Они тогда не выдерживали – и в крик. А я заметил, что это силу дает, когда начальники на тебя орут, когда они всерьез бесятся. Я даже таким образом, можно сказать, иной раз от них энергией подпитывался.

Да ведь и я тоже, что скрывать, не сразу во всем разобрался. Мы с братом, молодые ослы, мудрому отцу нашему смели говорить: «Правильно они вас сажали, папа, вы отсталый тип и не понимаете величия их замыслов». Потом что-то стало доходить, когда отец был вынужден с матерью фиктивно развестись, чтобы мы не числились детьми «лишенца». А еще наша семья постепенно уходила в нищету, продавая все ценное, чтобы прокормиться.

И эти бесконечные очереди! Мама часами стоит. Брат. Я стою. Чтобы сестре молока купить. Так что годам к четырнадцати, особенно в ФЗУ, когда нас, будущих электромонтеров, бросали на самую грязную работу, я уже все понимал. Правда, нет худа без добра. На строительстве подстанции, где я работал, англичанин-инженер, «буржуазный специалист», научил меня боксу. Увидел, что я не пью, не курю, и научил. Сказал на ломаном русском, что мне это пригодится в моей стране. Пригодилось! И не раз!

А вообще-то удивительно, что у нас в стране народ до сих пор работать не любит. Замечали – вахтеры и охранники везде дремлют. У меня тут интервью брал какой-то телеканал, приехала, иначе ее не назовешь, БАНДА, десять человек. Я говорю: сладко вам живется, тут работы-то на двоих. Объясняют: производственная необходимость, процесс. Все это липа, все эти процессы, как у Кафки. В стране миллион триста тысяч охранников, здоровенных мужиков, которые ничего не умеют делать и теперь уже вряд ли чему-то научатся. Они и защитники-то страны никакие… И постепенно культивируется этот мозговой разврат: чего вкалывать, когда можно не вкалывать. Это уже не рабочая и не крестьянская страна, а страна, мягко говоря, странная. И здесь трагедия глубокая, угроза выживанию России.
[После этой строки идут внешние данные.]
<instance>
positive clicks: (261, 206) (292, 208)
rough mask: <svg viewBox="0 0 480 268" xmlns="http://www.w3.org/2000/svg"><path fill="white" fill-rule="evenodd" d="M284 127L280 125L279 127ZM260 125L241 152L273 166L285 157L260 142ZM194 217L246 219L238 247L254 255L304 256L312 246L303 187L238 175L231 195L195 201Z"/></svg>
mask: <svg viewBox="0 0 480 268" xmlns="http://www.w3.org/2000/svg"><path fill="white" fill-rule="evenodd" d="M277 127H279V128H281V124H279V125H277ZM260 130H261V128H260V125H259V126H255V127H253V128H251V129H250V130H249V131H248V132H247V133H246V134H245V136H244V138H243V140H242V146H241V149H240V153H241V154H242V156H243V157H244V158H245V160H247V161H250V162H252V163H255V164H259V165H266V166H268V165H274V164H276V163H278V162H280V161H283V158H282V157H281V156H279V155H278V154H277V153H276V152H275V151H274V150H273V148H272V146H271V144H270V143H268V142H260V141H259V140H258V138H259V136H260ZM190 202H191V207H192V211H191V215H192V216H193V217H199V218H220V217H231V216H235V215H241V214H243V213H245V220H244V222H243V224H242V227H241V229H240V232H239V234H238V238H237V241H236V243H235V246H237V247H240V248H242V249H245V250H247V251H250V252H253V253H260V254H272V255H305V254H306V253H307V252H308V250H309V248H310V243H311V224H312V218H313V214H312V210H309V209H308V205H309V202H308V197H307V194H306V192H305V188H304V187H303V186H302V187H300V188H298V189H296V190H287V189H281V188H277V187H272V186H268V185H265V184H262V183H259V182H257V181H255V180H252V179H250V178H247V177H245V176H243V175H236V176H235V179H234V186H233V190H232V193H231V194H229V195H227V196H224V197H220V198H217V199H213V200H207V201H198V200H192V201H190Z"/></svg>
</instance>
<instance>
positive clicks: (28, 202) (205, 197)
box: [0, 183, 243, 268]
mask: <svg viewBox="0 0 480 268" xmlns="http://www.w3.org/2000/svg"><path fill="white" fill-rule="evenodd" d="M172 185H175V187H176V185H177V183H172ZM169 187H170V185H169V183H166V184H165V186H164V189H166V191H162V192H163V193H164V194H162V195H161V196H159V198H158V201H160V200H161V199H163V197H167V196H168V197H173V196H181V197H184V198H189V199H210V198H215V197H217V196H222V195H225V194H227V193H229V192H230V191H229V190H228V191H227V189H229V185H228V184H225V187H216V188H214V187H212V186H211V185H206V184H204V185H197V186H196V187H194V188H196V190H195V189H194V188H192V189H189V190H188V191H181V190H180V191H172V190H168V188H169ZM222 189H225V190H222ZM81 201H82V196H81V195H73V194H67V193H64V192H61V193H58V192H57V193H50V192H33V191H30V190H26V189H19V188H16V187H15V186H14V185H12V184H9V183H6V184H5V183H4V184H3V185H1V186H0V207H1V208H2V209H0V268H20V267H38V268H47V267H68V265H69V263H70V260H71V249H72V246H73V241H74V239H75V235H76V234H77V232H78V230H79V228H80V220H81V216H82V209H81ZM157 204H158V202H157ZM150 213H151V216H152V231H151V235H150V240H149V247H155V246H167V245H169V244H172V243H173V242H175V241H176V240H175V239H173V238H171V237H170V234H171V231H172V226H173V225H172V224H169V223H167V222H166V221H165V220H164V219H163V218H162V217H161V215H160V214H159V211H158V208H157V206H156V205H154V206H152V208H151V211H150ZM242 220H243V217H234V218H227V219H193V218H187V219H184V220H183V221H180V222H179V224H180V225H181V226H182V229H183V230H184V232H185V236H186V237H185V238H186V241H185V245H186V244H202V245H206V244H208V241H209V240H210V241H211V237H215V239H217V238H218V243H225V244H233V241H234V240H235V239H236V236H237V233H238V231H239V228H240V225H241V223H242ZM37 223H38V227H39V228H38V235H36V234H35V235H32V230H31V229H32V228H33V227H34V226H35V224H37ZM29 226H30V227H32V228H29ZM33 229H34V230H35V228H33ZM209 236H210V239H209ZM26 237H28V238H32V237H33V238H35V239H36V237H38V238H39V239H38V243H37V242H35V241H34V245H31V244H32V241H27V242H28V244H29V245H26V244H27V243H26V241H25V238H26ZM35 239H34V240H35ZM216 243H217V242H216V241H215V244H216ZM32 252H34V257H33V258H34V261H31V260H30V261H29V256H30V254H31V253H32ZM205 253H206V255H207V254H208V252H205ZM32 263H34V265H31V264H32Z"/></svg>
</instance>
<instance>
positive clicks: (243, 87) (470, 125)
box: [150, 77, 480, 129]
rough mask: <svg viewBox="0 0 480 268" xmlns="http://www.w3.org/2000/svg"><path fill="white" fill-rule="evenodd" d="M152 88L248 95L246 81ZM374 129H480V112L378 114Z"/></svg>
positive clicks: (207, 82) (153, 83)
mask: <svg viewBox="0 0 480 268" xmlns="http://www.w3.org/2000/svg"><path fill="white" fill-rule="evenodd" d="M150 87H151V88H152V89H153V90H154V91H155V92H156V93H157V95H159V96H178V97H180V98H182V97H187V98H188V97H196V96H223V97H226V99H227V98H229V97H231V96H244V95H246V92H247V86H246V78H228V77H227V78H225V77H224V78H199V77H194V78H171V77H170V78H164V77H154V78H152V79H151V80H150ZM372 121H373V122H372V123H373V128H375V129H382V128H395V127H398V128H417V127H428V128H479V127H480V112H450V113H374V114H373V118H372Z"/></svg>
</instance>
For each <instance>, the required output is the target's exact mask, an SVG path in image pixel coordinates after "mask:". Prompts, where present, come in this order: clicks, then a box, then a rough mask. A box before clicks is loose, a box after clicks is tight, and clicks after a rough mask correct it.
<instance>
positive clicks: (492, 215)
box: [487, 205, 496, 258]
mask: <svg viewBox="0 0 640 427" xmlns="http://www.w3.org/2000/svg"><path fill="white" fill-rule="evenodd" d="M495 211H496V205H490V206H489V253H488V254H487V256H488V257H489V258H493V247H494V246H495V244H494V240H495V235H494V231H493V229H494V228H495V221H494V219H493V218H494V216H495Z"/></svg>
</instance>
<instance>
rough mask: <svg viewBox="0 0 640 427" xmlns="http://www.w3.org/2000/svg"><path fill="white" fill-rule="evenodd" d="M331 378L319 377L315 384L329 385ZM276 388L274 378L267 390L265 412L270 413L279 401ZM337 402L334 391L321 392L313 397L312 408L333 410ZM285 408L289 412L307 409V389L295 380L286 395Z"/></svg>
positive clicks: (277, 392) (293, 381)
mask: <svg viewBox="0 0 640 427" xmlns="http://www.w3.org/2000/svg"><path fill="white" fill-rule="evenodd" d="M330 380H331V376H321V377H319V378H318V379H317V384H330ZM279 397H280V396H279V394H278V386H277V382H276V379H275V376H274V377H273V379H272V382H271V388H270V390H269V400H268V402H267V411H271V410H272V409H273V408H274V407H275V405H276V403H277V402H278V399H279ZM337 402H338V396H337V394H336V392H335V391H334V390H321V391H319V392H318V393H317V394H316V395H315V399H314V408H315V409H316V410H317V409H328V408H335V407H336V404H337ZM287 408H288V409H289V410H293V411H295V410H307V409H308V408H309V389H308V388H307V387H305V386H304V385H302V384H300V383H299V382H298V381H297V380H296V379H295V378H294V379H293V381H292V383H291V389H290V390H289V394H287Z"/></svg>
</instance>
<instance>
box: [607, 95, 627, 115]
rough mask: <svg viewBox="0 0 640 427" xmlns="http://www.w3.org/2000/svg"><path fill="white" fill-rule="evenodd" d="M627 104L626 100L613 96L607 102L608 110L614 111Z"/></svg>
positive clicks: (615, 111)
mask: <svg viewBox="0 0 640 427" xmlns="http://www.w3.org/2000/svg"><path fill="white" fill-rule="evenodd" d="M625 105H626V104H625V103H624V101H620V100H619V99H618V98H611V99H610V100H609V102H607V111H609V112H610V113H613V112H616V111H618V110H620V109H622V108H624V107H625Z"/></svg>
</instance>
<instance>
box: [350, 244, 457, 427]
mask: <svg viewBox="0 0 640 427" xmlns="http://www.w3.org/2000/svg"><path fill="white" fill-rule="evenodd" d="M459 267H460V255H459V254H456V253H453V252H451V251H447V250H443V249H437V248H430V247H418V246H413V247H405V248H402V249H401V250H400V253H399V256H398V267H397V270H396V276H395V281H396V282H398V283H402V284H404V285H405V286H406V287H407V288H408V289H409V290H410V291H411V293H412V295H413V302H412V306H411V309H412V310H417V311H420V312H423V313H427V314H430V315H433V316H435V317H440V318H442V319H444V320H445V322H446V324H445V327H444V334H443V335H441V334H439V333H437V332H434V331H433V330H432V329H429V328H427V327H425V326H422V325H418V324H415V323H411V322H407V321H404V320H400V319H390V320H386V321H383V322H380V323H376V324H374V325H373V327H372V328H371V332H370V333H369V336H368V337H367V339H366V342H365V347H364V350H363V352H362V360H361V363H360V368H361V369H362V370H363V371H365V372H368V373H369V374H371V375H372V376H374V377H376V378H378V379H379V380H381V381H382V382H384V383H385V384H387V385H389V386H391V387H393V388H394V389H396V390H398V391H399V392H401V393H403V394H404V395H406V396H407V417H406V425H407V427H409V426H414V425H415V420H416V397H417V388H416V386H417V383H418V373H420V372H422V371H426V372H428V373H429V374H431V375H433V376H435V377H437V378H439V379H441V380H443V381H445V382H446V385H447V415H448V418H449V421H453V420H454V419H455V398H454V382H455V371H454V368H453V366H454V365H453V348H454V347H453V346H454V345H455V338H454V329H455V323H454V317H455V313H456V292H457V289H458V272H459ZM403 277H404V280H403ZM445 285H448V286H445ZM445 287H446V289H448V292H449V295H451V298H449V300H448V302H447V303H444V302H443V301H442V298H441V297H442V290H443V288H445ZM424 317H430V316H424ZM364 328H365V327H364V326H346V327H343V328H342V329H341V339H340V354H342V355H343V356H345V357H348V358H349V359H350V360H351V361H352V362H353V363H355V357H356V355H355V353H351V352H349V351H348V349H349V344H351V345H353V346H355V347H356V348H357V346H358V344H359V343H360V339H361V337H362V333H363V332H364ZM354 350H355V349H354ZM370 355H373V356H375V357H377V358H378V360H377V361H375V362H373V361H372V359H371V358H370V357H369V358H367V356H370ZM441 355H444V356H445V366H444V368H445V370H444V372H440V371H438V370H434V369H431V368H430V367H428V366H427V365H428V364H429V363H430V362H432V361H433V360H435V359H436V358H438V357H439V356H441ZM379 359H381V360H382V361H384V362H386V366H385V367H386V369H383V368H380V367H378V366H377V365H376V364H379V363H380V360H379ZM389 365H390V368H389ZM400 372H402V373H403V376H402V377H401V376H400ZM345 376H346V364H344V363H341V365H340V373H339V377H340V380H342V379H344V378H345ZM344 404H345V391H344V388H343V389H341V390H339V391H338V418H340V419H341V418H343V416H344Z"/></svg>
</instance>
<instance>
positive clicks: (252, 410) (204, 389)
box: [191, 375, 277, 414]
И я, признаться, тоже подумал о том, что слухи о смерти советской власти в нашей стране сильно преувеличены. Манагеры на фирмах иной раз целыми днями играют в компьютерные игры, бесцельно шатаются по интернету, продавцы снова начали хамить. Где же тут капитализм, товарищи, с его процветанием и хищнической эксплуатацией человека человеком? В начале так называемых лихих девяностых девицы мечтали быть упакованными проститутками, парни – лихими бандитами, теперь смышленые лица обоего пола мечтают стать чиновниками, депутатами, судьями, ментами. А чё? Тепло, уютно, нос в табаке, сыр в мышеловке… Некстати (или кстати?) вспомнилось из книги Ю. П. Любимова гневное: «Всё Сталина усовершенствуете, сукины дети, ни стыда у вас нет, ни совести».

Фото: Василий Попов

ВЫСОКОПОСТАВЛЕННЫЕ ЛИЦА И БОРИС АБРАМЫЧ

– Возможно, это грешно говорить, но я считаю, что у меня память, даже мешающая жить. Я помню все: и хорошее, и плохое. Однажды в шутку сказал одному нынешнему высокопоставленному лицу: «Со своим объемом информации большая я потеря для нынешних органов, то есть для вас». Он меня элегантно утешил: «Почему потеря? Возьмем, если надо будет, поработаем и с вами». Другое высокопоставленное лицо еще в том моем кабинете на Таганке увидело под самым потолком надпись Березовского. Заинтересовалось, прочло. Там было Березовским написано нечто вроде того, что я (Любимов) – воля чего-то там… интеллигенции, что ли. По прочтении лицо и говорит: «А как он туда забрался?» «А вот по диванчику, – показываю, – на спинку залез». Тут быстрый вопрос: «А кто держал?» «Я», – отвечаю. «Зачем?» Я и сказал: «Знаете ведь, мало ли что? Упадет Березовский, сломает себе что-нибудь, а я в ответе буду». «Выскакивать любит Борис Абрамыч», – буркнул он и тоже расписался.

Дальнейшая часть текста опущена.